Şahin bakışlımın tek gözünü siper edip namlumun ucuna, Galip ve mağlup birde ben düşerim, Güz elması yanaklı dilber dağının peşine... Koca dağ koca göğsün yırtıp, El edince bize gürgen meşe tohumları, Dağılıp tekrar tekrar toplanan sisler yücelerinde, Oynaşınca ferden nasipsiz gözlerimizle... Ne tütün söndüren kar tanecikleri, Nede bastıkça çeken, çektikçe batıran çamur deryaları, Alıkoymaz yolundan yalın yüreğimizi... Bir yürek ki yangın yeri... Bu yürek cehennem ateşi... Bir yürek ki bendeki... Hasret izi her zerresine çivilenmiş dövme... Babam daha döndürecekti hayatı, durmasaydı tekeri değirmeninin. Anam gülecekti bu hayata gül ezmesi yanaklarıyla, Eskitmeseydik gülüşlerini. Kısalta kısalta tüketiğimiz, tüketip bitirdiğimiz seslerin, Sessiz ağlayan kirli cümleleriyle kurduğumuz hayaller... Eskitmeseydi gülüşlerimizi... Yanıbaşımızda yitirdiklerimizin bir görünüp bir görünmeyen silüetlerini, Sisli dağ başlarında bulma ümidine düşmezdik.
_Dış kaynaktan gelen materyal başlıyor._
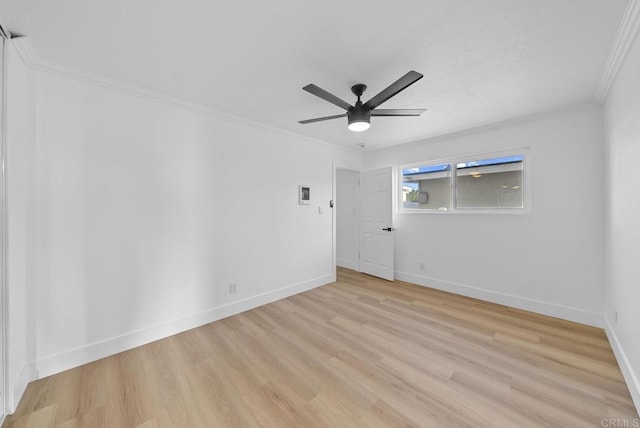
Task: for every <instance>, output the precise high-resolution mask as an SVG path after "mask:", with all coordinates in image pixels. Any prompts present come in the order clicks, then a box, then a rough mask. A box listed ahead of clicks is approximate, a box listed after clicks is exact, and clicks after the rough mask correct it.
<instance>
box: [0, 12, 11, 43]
mask: <svg viewBox="0 0 640 428" xmlns="http://www.w3.org/2000/svg"><path fill="white" fill-rule="evenodd" d="M0 35H1V36H2V38H4V39H10V38H11V31H9V27H7V23H6V22H5V21H4V18H3V17H2V15H0Z"/></svg>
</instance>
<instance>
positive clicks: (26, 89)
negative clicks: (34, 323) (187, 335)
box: [6, 39, 35, 413]
mask: <svg viewBox="0 0 640 428" xmlns="http://www.w3.org/2000/svg"><path fill="white" fill-rule="evenodd" d="M19 43H22V40H21V39H13V40H10V41H7V44H8V50H7V57H6V61H7V66H8V69H7V89H6V97H7V116H6V118H7V122H6V149H7V152H6V157H7V162H6V164H7V170H6V177H7V183H6V189H7V210H6V215H7V293H8V296H7V297H8V299H7V301H8V338H7V339H8V356H7V359H8V362H7V363H8V368H7V376H8V378H9V382H8V383H9V388H10V389H9V391H7V399H8V400H7V407H8V409H7V410H8V411H9V413H12V412H13V411H14V410H15V407H16V405H17V403H18V400H19V399H20V397H21V395H22V393H23V392H24V390H25V388H26V386H27V383H28V381H29V380H30V379H29V377H30V374H29V361H30V360H31V357H32V345H33V342H32V339H33V336H34V335H33V308H32V307H31V306H30V305H29V304H28V302H29V301H30V299H33V280H34V277H33V273H34V259H35V248H34V200H33V197H34V177H35V154H34V140H35V133H34V131H33V124H34V118H35V117H34V114H35V109H34V100H35V99H34V76H33V72H32V71H31V70H30V69H29V68H28V67H27V66H26V65H25V64H24V62H23V61H22V59H21V57H20V55H18V53H17V51H16V45H17V44H19Z"/></svg>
Eskitmeseydik gül reçeli bakışların ağza tat öpüşlerini... Kim galip, Kim mağlup, Ya ben, ben kimim? Yitirdik biz bizi,birbirimizi... Bilge Dağ,Baba dağ,Bacı Kardeş Dağ... Bıraktık silahlarımızı ateşkes eyledik susturup elimize aldık, Çuval çuval tuz yükü yüreğimizi. Bir yürek ki yalın, Bir yürek ki korkak,titrek... Güz elması yanaklı, göğsü güzel dağ, Şimdi bir masum tohumum ben. Sesi yüreğime çağrı anam dağ. Yeniden doğur beni... |
gönül sesiniz hiç susmasın ..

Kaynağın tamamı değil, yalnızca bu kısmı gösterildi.